Australia's new national anti-corruption watchdog, the National Anti-Corruption Commission (NACC), is set to commence operations from the middle of this year, and former NSW Court of Appeal judge, Justice Paul Brereton, has been appointed as commissioner. 

Justice Brereton led the inquiry into allegations of war crimes by Australian soldiers in Afghanistan, and his appointment has been hailed as an indication of the government's commitment to transparency and accountability.

Justice Brereton will be joined by deputy commissioners Nicole Rose, former chief executive of financial watchdog AUSTRAC, and Ben Gauntlett, former disability discrimination commissioner at the Human Rights Commission. 

Senior barrister Gail Furness SC will act as inspector, and the NACC will be run by chief executive Phillip Reed, former CEO of NSW's anti-corruption commission.

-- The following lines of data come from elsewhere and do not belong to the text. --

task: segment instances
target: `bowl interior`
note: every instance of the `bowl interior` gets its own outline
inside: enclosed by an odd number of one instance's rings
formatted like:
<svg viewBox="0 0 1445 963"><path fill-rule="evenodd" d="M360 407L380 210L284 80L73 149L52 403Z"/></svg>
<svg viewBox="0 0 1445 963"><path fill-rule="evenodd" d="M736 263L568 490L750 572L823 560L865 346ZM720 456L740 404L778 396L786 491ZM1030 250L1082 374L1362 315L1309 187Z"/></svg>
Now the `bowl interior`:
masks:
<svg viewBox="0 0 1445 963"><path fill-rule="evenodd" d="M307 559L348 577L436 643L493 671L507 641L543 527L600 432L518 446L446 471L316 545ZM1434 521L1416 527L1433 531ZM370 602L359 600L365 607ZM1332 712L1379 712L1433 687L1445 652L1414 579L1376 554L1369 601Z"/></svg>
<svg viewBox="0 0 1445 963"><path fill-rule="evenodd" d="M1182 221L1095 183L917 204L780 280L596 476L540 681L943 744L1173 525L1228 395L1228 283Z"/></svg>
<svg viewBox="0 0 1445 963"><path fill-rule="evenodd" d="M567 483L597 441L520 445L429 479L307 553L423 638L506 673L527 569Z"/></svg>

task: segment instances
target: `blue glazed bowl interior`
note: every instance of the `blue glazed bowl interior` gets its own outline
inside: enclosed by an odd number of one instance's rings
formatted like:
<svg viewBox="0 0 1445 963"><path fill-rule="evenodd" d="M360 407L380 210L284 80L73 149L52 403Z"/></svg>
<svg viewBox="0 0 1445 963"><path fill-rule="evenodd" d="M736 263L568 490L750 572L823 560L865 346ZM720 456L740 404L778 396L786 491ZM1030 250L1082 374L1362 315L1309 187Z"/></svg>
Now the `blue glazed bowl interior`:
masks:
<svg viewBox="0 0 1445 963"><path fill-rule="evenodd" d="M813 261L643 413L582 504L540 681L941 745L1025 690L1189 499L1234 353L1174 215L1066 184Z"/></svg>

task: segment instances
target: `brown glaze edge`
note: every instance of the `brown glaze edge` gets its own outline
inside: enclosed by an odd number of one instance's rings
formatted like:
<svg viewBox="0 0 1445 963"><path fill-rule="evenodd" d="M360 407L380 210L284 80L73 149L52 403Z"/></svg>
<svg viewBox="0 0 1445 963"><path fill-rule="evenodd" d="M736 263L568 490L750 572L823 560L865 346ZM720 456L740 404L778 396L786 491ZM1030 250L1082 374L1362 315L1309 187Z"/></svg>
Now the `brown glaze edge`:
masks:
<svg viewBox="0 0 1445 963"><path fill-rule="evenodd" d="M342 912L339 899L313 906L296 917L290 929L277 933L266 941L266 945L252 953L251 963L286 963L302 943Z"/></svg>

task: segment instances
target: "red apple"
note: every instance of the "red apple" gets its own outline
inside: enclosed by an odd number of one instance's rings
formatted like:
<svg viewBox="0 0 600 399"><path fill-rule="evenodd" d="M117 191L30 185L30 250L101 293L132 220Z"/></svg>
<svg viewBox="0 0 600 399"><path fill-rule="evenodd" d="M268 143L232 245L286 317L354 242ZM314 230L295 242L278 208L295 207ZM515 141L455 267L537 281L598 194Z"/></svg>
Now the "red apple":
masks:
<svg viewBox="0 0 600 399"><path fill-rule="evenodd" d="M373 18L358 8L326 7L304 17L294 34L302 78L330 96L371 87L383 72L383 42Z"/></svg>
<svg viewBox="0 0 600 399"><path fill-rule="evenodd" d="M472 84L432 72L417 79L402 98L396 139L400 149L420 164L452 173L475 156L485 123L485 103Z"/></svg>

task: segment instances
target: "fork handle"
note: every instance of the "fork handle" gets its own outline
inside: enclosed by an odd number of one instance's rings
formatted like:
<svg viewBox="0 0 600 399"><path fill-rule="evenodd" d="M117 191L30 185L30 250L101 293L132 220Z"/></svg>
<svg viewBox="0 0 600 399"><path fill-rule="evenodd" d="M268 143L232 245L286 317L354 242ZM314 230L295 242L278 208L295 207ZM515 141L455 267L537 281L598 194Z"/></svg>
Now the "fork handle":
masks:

According to Attorney-General Mark Dreyfus, the appointments were made in accordance with the government's merit and transparency policy and with the approval of the parliament's joint committee responsible for overseeing the NACC. 

He also cited Justice Brereton's experience running the Inspector General of the Australian Defence Force’s inquiry into conduct in Afghanistan as a reason for his appointment, noting that it was an “extraordinarily difficult, long-running inquiry and investigation, with a great deal of difficulty in getting people to come forward, a great deal of difficulty in obtaining evidence”.

One of the most contentious issues surrounding the NACC is whether it will allow for public hearings. 

The Coalition had previously criticised state models, such as the NSW ICAC, for holding open hearings, with former Prime Minister Scott Morrison referring to them as a “kangaroo court”. 

However, the Attorney-General noted that the commissioner's discretion was clear and that he had not had a discussion with Justice Brereton about how he plans to exercise his discretion to hold a public hearing when appropriate.

Jaala Hinchcliffe, who leads the Commission for Law Enforcement Integrity, which is being subsumed into the NACC, will also serve as an interim deputy commissioner until a third appointment is made.

Justice Brereton, a 65-year-old major general in the Army Reserves, previously called out the culture within Australia's special forces, labelling it a problematic “warrior culture”. 

His landmark report, released more than two years ago, recommended the further investigation of 19 soldiers over the alleged murder of 39 prisoners and civilians.